News was once meant for the front page and opinion reserved for the editorial page. Now bias drives basic reports. Is there no competition to keep them honest? Clearly there is cable news and talk radio, though even that voice is challenged by leftist smears and advertiser boycotts. Social media do give conservatives exposure, but censoring by Big Tech and Soros-funded "fact checkers" challenge that expression. How can this be explained, given our proud history of journalistic integrity?

The easiest answer is that the profession has been infected by the contagion of "political correctness." When Marxism failed to find a downtrodden economic group to lead the socialist revolution, the Frankfurt School turned to racial, ethnic and sexually different groups to rise against their oppression. Led by Vietnam draft-dodging grads who became tenured professors, these radicals shaped the mindset of a generation to see our national past as one of oppression. Incubated unchallenged in the Ivory Tower out of view, this twist of mind pervaded academia, culminating in Democratic "identity politics." Unfortunately, this thinking did not offer itself for consideration in "the marketplace of ideas." Instead, it moved to silence all dissent with shaming, obstruction and violence. The prevailing ethic is not openness and fairness. Leading leftist Herbert Marcuse stressed that "for the sake of tolerance, we must be totally intolerant of all who differ with us." Given the Marxist rationale that all is permissible that advances the cause, even lying and character assassination, the media feel no shame in fabricating, exaggerating or squelching in the name of the narrative.

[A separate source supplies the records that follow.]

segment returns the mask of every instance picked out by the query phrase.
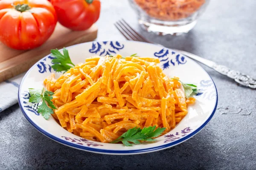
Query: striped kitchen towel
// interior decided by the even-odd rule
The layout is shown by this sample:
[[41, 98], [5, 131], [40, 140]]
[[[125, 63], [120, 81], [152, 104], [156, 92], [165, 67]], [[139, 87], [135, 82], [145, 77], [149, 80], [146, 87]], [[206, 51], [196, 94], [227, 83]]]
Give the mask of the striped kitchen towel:
[[0, 83], [0, 112], [18, 102], [19, 85], [25, 73]]

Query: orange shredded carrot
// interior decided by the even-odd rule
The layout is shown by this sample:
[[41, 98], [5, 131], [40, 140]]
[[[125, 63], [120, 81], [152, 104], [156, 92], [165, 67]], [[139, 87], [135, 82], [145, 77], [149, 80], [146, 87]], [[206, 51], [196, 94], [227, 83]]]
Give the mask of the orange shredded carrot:
[[52, 74], [44, 81], [54, 93], [53, 117], [85, 139], [111, 142], [136, 127], [164, 127], [166, 133], [195, 102], [185, 99], [179, 81], [163, 74], [157, 58], [118, 54], [85, 61], [57, 79]]
[[177, 20], [191, 16], [205, 0], [134, 0], [151, 17], [163, 20]]

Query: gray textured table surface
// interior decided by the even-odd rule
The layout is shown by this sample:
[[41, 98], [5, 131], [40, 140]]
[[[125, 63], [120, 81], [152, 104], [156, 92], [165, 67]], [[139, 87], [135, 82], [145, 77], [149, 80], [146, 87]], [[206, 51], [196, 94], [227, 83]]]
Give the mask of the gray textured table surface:
[[[102, 1], [98, 40], [124, 40], [113, 25], [121, 17], [140, 30], [127, 0]], [[256, 77], [255, 9], [254, 0], [212, 0], [189, 34], [161, 37], [140, 31], [158, 43]], [[17, 104], [0, 113], [0, 169], [256, 169], [256, 91], [238, 86], [204, 68], [215, 82], [219, 104], [209, 123], [186, 142], [165, 150], [134, 156], [80, 151], [40, 133]]]

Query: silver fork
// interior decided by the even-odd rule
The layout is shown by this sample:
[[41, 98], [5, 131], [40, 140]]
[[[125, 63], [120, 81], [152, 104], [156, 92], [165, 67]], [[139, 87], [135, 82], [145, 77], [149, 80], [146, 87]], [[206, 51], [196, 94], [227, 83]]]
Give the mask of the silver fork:
[[[128, 40], [145, 42], [163, 46], [160, 44], [150, 42], [145, 38], [131, 28], [123, 19], [118, 21], [114, 25]], [[247, 75], [232, 70], [224, 65], [217, 64], [213, 61], [201, 57], [188, 52], [176, 49], [173, 49], [173, 50], [204, 64], [222, 74], [227, 76], [242, 86], [248, 87], [252, 89], [256, 89], [256, 79], [253, 79]]]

No wonder the polls show public confidence in the media at an all-time low. The future of a misinformed society can be apocalyptic. Will a massive rejection of this socialist threat at the ballot box be sufficient to awaken these misguided journalists? Or is their internal peer pressure too great to allow any desertion or variation? Freedom of the press is a hallowed right in our American system; yet freedoms can be abused as we all know, like when they do damage to an innocent student outside the Lincoln Memorial. Can those who commit character assassination that leads to someone being shot be held accountable?

One thing we can all do now is to speak the truth ourselves and demand the truth as the price of our attention. Otherwise viewership and subscriptions should dry up, and letters/calls to the editors should explode. Now is the time for the Silent Majority to speak up!